There was dim light at the end. As they emerged into the yard, she saw a gas lamp bracketed to the wall in the middle of the row of back houses, giving off a miserly light, as if even the gas supply was poorer in this district. The air was so thick with the stench of dry pan lavatories, of chemicals and smoke, that the foreign concoction of smells was making her just as nervous as the dark strangeness of the place. She found herself glad of the shrouding dusk, afraid of what daylight might show her. Sounds came from the houses: voices, a rhythmic banging from the end of the yard like someone putting an axe through wood, and somewhere, a young child was letting out a grizzling cry.

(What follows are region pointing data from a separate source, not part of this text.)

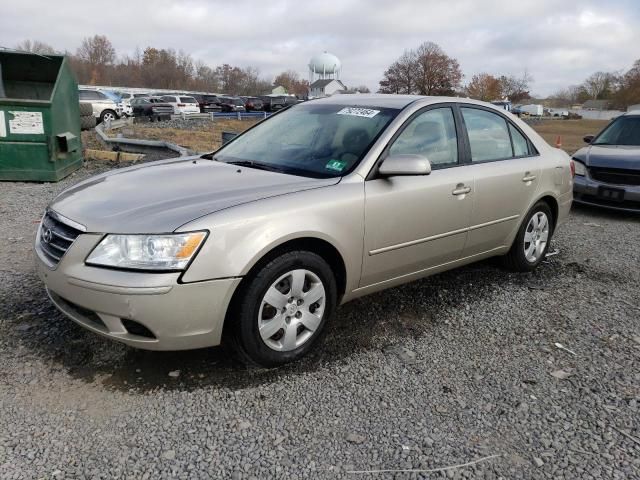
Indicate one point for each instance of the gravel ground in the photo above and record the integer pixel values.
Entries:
(444, 371)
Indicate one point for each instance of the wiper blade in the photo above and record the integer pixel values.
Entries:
(257, 165)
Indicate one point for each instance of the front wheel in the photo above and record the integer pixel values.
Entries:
(282, 310)
(531, 244)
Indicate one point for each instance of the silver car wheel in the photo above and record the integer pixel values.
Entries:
(536, 236)
(108, 117)
(291, 310)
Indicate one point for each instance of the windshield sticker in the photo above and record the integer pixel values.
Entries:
(336, 165)
(359, 112)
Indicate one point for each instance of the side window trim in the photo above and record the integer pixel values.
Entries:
(372, 175)
(533, 152)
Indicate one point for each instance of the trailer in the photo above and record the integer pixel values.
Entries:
(533, 110)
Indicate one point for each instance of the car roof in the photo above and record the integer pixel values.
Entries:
(383, 100)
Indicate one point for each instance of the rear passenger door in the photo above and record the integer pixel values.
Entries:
(416, 223)
(506, 170)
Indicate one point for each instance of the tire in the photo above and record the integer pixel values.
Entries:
(86, 109)
(87, 122)
(253, 318)
(108, 114)
(532, 242)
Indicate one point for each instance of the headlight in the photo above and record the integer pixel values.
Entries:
(580, 168)
(171, 251)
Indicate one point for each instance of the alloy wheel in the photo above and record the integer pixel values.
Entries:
(536, 236)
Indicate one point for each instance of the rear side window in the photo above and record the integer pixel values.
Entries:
(431, 134)
(520, 144)
(488, 135)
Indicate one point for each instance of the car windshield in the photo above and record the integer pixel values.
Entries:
(314, 140)
(622, 131)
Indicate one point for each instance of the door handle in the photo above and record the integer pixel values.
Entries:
(461, 190)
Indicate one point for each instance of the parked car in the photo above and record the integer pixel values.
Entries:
(104, 107)
(533, 110)
(258, 242)
(153, 108)
(207, 103)
(608, 170)
(126, 101)
(231, 104)
(182, 103)
(252, 104)
(273, 104)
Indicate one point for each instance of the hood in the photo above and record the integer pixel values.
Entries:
(610, 156)
(161, 196)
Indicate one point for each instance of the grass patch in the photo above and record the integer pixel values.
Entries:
(570, 131)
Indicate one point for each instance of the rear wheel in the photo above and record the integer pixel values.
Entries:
(532, 241)
(109, 115)
(283, 309)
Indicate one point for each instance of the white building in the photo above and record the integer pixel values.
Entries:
(326, 87)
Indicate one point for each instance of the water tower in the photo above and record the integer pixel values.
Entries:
(324, 66)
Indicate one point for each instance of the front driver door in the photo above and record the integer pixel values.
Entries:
(414, 223)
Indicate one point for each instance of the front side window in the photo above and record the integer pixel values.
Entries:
(431, 134)
(315, 140)
(488, 135)
(622, 131)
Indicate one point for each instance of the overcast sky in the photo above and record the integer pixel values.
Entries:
(558, 42)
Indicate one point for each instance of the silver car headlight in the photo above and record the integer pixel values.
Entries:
(580, 168)
(172, 251)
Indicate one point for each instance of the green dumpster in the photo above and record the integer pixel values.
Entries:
(39, 117)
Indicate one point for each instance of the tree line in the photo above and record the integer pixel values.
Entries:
(428, 70)
(96, 62)
(619, 89)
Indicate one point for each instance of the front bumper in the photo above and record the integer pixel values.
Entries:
(153, 311)
(588, 191)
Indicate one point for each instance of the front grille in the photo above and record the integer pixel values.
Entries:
(615, 176)
(56, 237)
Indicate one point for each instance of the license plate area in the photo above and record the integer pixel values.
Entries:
(611, 194)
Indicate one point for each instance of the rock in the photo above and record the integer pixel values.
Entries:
(169, 455)
(355, 438)
(561, 374)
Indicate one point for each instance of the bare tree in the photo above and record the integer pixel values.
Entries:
(599, 84)
(436, 72)
(484, 86)
(515, 88)
(35, 46)
(97, 51)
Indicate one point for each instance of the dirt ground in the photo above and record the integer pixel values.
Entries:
(570, 131)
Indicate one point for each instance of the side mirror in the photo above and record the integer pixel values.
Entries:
(405, 164)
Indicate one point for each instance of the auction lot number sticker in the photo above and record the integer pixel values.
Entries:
(359, 112)
(26, 123)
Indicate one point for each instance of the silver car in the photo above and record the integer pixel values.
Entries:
(256, 244)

‘Watch it –’ Lizzie pulled her away from a black pool gathered in a low point of the uneven brick yard. ‘You don’t need to come with me – I’m home now.’ Lizzie pointed at the crouching row of houses. Even sick as she was, the girl seemed ashamed at the idea of taking anybody inside.
Only then did it dawn on Annie that she was somehow going to have to get home again through this dark warren. She had not paid much attention to where they were going.
‘It’s all right, Lizzie,’ she said, bracing herself. ‘I can come and meet your family. And you’ll have to tell me the way back again.’
‘All right,’ Lizzie said doubtfully, but she had no energy to argue. ‘My brother can go with yer.’
She pushed the door open. Inside, Annie saw the wavering light of a candle and the sound of the crying child grew louder.